I wanted to smack myself in the forehead. That was almost the truth! Lifting boxes and making name tags at a trade show for nine days isn't exactly a business trip, but it isn't a sightseeing excursion either. I totally blew my chance to lie my ass off to a stranger on a plane. But it might not have mattered, because a few minutes deeper into our awkward plane conversation, she smiled and said, "So what kind of business do you do?" I told her I was in graphic design, which I guess is more or less accurate, and she gave me this weird, skeptical look.

"I was gonna say, because you look kinda young for a business trip! Like 17 or 18!"

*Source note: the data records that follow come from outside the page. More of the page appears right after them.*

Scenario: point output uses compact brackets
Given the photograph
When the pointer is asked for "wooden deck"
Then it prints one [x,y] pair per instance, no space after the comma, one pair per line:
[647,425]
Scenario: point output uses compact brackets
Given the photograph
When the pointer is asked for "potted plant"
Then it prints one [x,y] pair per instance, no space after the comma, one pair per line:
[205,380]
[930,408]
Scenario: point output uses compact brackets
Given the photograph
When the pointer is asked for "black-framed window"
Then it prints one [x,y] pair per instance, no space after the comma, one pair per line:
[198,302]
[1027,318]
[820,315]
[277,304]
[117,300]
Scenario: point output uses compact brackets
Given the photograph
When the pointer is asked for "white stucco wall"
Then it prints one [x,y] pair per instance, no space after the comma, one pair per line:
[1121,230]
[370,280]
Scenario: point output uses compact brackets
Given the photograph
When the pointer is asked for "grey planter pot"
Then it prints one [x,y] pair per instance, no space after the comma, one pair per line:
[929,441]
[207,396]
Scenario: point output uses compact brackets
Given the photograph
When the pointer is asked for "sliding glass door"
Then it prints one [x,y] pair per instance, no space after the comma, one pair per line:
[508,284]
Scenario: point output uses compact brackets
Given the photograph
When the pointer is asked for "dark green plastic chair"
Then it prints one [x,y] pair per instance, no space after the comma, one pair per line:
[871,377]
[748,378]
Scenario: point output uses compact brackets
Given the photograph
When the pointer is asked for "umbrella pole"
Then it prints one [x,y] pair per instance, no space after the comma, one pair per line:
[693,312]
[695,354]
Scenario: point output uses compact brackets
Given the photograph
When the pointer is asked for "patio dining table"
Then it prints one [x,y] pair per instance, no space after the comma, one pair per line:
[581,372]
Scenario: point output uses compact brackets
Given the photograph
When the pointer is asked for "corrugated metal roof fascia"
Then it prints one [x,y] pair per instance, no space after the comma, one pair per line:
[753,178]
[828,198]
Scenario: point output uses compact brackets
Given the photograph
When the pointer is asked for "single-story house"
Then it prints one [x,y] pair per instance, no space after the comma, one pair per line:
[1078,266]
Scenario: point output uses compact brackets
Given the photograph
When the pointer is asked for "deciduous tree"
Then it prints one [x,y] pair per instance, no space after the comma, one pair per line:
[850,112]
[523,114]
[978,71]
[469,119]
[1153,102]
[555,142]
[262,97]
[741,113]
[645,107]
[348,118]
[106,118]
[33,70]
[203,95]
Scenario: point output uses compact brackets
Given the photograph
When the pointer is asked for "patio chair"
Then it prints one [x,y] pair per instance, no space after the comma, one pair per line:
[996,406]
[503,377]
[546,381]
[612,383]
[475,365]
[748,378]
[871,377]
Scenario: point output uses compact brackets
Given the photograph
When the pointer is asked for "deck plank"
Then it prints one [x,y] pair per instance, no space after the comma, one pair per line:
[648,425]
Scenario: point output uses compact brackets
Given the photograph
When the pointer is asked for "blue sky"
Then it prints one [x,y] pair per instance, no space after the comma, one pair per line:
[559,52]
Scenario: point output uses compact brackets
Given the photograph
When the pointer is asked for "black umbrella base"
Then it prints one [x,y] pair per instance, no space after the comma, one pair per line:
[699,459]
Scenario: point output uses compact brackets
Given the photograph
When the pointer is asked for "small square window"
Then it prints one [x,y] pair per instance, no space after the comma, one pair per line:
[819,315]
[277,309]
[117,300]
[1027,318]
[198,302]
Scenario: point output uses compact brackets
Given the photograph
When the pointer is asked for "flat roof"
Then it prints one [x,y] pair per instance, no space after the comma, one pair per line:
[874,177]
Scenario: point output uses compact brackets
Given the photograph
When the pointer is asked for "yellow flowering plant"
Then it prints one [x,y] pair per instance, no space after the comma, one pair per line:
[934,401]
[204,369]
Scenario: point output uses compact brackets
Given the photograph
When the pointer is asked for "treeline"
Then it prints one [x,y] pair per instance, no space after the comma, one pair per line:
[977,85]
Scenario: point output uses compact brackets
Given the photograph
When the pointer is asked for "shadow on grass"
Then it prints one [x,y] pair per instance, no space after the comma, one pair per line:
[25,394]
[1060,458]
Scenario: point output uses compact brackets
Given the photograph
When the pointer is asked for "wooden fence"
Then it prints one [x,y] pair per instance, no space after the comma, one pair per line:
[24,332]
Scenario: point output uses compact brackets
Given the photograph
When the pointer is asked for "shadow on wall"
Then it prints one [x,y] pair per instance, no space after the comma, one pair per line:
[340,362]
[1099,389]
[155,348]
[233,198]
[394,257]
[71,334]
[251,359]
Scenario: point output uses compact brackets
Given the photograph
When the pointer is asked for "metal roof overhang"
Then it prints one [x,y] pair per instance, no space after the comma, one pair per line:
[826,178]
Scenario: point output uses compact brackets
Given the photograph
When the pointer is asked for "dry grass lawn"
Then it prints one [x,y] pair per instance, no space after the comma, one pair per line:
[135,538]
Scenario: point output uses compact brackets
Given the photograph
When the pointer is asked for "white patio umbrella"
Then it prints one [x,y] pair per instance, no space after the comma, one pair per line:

"I'm 22!" I said, semi-defensively, before realizing that to this woman, who was obviously 30ish, I must have sounded like the little kid sucking on a lollipop and insisting that he's seven and a half.

And that's when it hit me; I knew that I look a little younger than I am. I could've used that in my lie! I could've been playing a guy holding a Nerf gun in a Nerf commercial that was filmed in Atlanta. I could've been taking part in a study about how young people are more approachable or something. But the window of opportunity for that had passed, and I had to finish the rest of the conversation using truthful stuff about myself, where I live, the college I attend, and what my cat's name is.

Next time, plane lady. Next time.

3.17.2009

Old stuff was the best stuff

Turntables. Spider-man. Sean Connery as James Bond. Game Boy. What do all these things have in common?

They're old, and they still melt face.

How come stuff has to constantly be updated? I mean, seriously, are there seriously that many improvements that truly, honestly needed to be made to the '60s-'90s? Rap rock improved neither rap nor rock, and, in fact, made both of them quite a bit worse. Virtual Boy was lame, and I heard it caused headaches or cancer or something like that. Stradivarius violins were the best ever, and those bad boys were from the 1700s. Zelda is still the best video game. The Beatles are still the best band. David Bowie is still the best person to cast for any role in any movie. Some things have gotten better, like medical technology, but that also indirectly leads to overpopulation, which is not as good as normalpopulation.

One of my professors told me last semester that he hates everyone's current fashion because it's just the '70s again, and since that's sort of true, I suppose there is a silver lining to new stuff--it's sometimes the old stuff. However, if we're going to be in the '70s, I want the full '70s. Big mutton chops. Bad wigs. Plaid suits. Plaid pants. Golf clubs as accessories. And when the '80s make their big comeback, which is already starting (evidence of this can be seen in current releases like Keane's "Perfect Symmetry" and the movie Watchmen), I hope everyone's hair puffs back up again. I was only four when the '80s ended, but that hair was hilariawesome. My mom had that hair. Big, permed curls that added a solid three inches to her height. Alright, so maybe the Garbage Pail Kids were the opposite of awesome (and in fact may have subtracted from the awesomeness of other, completely unrelated, things around them), but that was just one tiny part of the '80s. And they're easily canceled out by such dominant things as Regular Nintendo, the movie Labyrinth, and Teenage Mutant Ninja Turtles.

If they ever invent time travel, I'm for sure going to spend the fortune it will have taken me my whole life to earn on a chance to relive the banning of slap bracelets and the theatrical release of Mortal Kombat.